クランクアップのお知らせかと思ったら、取り残しの撮影で、再び富士山にいるとのこと。
まあそれも明日で終わり。
主演の一人、薬師丸ひろ子はかなりいいとのこと。
我が家では一体どうして今更薬師丸ひろ子なんだと常に話題になっていたのだが、そのことを伝えると、「いや絶対にいい」との答え。

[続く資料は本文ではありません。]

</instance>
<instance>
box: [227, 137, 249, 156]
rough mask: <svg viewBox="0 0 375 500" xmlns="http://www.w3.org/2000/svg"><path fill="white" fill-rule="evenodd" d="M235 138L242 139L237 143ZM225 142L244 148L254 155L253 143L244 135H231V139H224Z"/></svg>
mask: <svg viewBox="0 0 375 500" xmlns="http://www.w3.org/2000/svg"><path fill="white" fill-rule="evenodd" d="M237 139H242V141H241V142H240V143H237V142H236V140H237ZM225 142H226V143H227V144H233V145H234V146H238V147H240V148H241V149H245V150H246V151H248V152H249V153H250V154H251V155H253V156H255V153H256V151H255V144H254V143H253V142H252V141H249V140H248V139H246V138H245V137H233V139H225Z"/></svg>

こればかりは観てみなくては何とも言えないのだが、それなりの感触を得た模様。
しかしそれを妻に話すと、「青山さん、情にほだされやすいからなあ」というクールな答え。
私はおろおろするばかりである。
6月1日(日)
運動会である。
昨日の雨で、ダメな親としてはこのまま延期になってくれたらラクでいいのだがと思いつつ、子供の様子を見ていると、そうも言っていられない。
引き裂かれる思いで朝を迎える。
例によって体調悪し。
気分が悪くて眠れず、仕方なく子供と一緒に起きてしまう。
空模様も微妙。
とりあえず雨も降っていないし、「延期」という連絡もないので、子供は運動会の支度をして学校へ。
親たちは、開会時刻に合わせて出かける分けなのだが、外に出ると雨が降り始めている。
学校に着いた頃には結構な降りになっていて、開会が遅れ、結局、午前中は中止。
雨の上がる午後を待って、短縮ヴァージョンを行うことになる。
うーん、見学は午前中で切り上げて、午後は仕事、という予定だったのだが……。
まあとにかく、そこにいても仕方ないので一旦帰宅。
昨日帰国した黒沢さんに電話を掛け、報告を聞く。
黒沢さんは、それなりの感触を得て帰ってきた模様。
梅本さんからもメールがあって、どうやらあれこれ批判しているのは、「映画」に対し、ある種の固定したヴィジョンを持っている人たちらしい。
『アカルイミライ』は、それらの人を、かなり刺激してしまったということなのだが、黒沢さんの報告によっても、おおよそそのようなことが明らかになる。
イタリアの若者向けのメディアには、かなり熱狂的な指示を受けたとか。
短縮ヴァージョンによって、『アカルイミライ』の持っていた「新しさ」が、はっきり出てしまったのだろう。
多分それは、『マイノリティ・リポート』について朝日新聞に掲載された黒沢さんの文章にあるような、スピルバーグの現在のわかりにくさと同じような、わかりやすいわかりにくさとして、ヨーロッパの人に伝わったに違いない。
いずれにしても『アカルイミライ』は、「映画」の形式を巡るある種の闘争に捧げられた、ということになるのかもしれない。
昼前に、再び学校へ。
お弁当を食し、2時間に短縮された運動会。
毎年思うのだが、小学校の運動会は、親子競技もないし、親同士の変な関係性も発生しないし、何となくただダラダラと見物しているだけでいいので、これはこれで非常にラクだ。
延期を願ったり引き裂かれたりすることは実はまるでないのである。
子ども達の走り回る姿を見ているのは、何となく楽しい。
次第に「個」から「種」へとシフトしていくドライヴ感が、ある種の感慨を呼ぶ。
とはいえ、短時間だが地面に敷いたシートの上に直座りをしていたためだろう、せっかく治った腰が重い。
この重さは、やはり「個」の重さである。
そういえば、先日子供が川からヤゴやら川エビやらザリガニの子供などをとってきて、水槽に入れて飼っていたのだが、もうすぐトンボへ脱皮しようとしていたヤゴが、少し大きくなってきたザリガニの子供に食われてしまった。
水槽には、真っ二つに割られたヤゴの身体が沈んでいる。
「種」として生きるのは、それはそれで大変なのである。